Pelapor itu adalah Irvan Noviandana. Dia mengirimkan surat terbuka ke Sri Mulyani dan Andin Hadiyanto. Dia meminta Budi ditindak karena status di Facebooknya dinilai meresahkan.

Irvan mengungkapkan kalimat Budi yang dimaksud mengandung ujaran SARA ketika Budi mewawancarai peserta program Dikti sebagaimana tulisan status Budi. Di status Facebooknya itu, Budi menyebut seseorang yang memakai hijab atau penutup kepala adalah manusia gurun.

"Budi Santosa sebagai pihak yang mewawancarai peserta program Dikti sebagaimana yang disampaikan pada tulisannya mengatakan kalimat yang bernuansa SARA bahwa 12 mahasiswi yang diwawancarai tidak ada satu pun yang menutup kepala ala manusia gurun sehingga otaknya benar-benar open mind dan seterusnya," ucap Irvan.

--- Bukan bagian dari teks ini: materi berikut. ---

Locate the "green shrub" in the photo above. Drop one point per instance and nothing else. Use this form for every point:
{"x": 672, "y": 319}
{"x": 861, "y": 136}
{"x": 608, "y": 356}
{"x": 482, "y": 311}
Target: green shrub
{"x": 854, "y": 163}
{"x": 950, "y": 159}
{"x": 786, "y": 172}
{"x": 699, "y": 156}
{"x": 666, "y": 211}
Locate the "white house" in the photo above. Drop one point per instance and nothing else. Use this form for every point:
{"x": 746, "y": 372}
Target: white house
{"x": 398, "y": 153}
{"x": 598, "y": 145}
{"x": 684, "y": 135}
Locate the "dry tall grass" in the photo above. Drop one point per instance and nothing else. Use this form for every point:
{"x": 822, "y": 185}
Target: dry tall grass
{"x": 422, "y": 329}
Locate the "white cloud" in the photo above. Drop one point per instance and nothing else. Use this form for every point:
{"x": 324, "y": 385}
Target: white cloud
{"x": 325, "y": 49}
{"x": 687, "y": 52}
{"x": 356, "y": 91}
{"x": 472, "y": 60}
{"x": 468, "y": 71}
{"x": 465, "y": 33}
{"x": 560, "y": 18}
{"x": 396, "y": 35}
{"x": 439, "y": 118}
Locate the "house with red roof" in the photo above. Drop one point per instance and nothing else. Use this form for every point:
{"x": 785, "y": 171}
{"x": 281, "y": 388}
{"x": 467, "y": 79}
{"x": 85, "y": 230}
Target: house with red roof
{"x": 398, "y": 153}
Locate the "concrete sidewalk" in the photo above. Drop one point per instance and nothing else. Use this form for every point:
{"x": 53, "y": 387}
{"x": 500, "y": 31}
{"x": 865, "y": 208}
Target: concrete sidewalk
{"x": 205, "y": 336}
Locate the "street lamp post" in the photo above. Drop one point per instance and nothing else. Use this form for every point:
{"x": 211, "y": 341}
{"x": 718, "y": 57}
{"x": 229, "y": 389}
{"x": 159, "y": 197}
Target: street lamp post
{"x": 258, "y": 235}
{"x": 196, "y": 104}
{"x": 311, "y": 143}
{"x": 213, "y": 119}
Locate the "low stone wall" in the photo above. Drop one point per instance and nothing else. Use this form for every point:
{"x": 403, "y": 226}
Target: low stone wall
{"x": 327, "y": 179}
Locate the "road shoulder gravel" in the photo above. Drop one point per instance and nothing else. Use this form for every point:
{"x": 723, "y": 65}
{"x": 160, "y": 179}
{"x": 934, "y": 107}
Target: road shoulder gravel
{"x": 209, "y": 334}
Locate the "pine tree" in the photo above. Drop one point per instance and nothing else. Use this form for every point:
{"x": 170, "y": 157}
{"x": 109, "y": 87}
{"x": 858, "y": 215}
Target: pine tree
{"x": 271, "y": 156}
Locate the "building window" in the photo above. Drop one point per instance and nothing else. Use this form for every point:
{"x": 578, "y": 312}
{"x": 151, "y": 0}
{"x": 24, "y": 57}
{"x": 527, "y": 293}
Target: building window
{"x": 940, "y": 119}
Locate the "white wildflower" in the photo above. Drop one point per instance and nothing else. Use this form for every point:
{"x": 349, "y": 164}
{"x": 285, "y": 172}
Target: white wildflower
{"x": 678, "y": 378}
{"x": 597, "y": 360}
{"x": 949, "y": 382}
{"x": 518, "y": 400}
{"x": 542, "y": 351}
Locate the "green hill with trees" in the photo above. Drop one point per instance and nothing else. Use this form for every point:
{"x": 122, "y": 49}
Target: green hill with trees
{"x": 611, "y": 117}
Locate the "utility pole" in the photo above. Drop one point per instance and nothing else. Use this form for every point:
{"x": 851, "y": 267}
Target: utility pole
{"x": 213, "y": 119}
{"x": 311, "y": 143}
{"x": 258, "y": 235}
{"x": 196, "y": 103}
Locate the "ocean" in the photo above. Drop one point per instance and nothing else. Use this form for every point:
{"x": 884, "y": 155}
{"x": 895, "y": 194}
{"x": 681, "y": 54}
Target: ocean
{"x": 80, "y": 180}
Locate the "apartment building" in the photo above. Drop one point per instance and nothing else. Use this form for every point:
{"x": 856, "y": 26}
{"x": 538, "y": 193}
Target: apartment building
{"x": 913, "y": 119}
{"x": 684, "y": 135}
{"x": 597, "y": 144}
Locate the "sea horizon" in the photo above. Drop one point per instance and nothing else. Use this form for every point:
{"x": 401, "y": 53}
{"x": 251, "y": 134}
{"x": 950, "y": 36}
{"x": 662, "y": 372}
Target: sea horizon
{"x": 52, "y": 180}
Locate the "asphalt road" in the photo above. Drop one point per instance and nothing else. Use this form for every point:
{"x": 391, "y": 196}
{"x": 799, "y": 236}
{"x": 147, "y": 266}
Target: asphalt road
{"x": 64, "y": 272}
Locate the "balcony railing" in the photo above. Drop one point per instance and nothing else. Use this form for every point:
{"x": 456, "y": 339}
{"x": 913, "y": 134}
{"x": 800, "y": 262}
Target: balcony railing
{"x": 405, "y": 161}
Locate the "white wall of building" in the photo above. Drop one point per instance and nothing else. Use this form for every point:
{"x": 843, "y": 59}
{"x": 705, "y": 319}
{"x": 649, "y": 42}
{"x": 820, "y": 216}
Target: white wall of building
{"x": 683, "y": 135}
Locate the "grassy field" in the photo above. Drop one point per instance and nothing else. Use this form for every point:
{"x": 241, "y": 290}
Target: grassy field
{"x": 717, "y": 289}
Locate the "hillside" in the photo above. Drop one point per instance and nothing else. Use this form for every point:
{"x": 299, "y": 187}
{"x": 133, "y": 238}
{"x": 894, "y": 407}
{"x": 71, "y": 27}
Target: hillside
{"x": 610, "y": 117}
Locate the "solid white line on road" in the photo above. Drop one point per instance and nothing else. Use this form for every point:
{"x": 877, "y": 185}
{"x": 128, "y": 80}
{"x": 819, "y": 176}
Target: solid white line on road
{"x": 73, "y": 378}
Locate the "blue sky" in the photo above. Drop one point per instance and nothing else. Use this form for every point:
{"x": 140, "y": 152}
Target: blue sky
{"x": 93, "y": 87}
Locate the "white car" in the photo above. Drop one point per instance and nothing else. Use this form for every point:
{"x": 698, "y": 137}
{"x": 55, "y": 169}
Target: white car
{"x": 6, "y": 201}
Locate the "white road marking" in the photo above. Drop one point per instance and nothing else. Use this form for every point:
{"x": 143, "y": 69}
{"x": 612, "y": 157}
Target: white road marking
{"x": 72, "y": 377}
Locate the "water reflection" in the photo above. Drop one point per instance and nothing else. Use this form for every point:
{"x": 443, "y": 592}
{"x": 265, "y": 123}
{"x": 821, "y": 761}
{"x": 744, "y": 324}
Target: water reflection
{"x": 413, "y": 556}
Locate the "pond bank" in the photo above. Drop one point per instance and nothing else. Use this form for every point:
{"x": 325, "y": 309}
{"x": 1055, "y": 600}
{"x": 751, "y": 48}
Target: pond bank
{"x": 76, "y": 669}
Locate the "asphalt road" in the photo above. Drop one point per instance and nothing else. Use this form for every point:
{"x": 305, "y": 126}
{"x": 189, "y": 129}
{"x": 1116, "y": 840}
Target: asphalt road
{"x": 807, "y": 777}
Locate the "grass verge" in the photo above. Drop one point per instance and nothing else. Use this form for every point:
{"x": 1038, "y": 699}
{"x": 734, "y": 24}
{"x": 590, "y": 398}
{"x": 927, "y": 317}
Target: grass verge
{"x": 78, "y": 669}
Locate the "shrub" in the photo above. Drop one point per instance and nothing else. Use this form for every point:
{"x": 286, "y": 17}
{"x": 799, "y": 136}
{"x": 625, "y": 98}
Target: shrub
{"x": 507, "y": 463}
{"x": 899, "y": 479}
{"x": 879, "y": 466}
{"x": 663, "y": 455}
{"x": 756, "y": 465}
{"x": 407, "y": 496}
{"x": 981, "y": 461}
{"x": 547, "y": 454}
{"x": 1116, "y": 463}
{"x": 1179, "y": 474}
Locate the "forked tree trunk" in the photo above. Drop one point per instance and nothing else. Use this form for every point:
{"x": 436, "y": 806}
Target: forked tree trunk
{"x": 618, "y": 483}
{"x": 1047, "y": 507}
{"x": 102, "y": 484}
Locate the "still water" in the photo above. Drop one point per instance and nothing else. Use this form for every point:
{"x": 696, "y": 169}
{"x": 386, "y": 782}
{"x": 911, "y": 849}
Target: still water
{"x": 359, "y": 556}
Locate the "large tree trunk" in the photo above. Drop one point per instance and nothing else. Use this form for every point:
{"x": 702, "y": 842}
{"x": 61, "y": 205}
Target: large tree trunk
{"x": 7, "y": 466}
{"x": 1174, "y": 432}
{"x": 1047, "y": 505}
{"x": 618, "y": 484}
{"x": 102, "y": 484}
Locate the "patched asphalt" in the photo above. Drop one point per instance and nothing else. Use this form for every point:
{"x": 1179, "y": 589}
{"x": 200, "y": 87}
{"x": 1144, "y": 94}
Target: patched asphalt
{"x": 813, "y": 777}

"Kami sebagai umat Islam sangat tersinggung dengan perkataan yang disampaikan secara terbuka oleh pewawancara LPDP karena merendahkan syariat agama kami, yang mewajibkan para wanita untuk menutup kepala (berhijab) sebagai bentuk kepatuhan dalam agama. Selain itu, kalimat tersebut sebagai bentuk pelecehan terhadap mahasiswi dan seluruh wanita di Indonesia yang menutup kepalanya," imbuhnya.

Rektor ITK Buka Suara
Prof Budi Santosa Purwokartiko dianggap rasis karena menyinggung `manusia gurun` di status media sosialnya saat menceritakan pengalaman sebagai pewawancara mahasiswi calon penerima beasiswa LPDP. Dia menegaskan tidak berniat merendahkan wanita yang berhijab.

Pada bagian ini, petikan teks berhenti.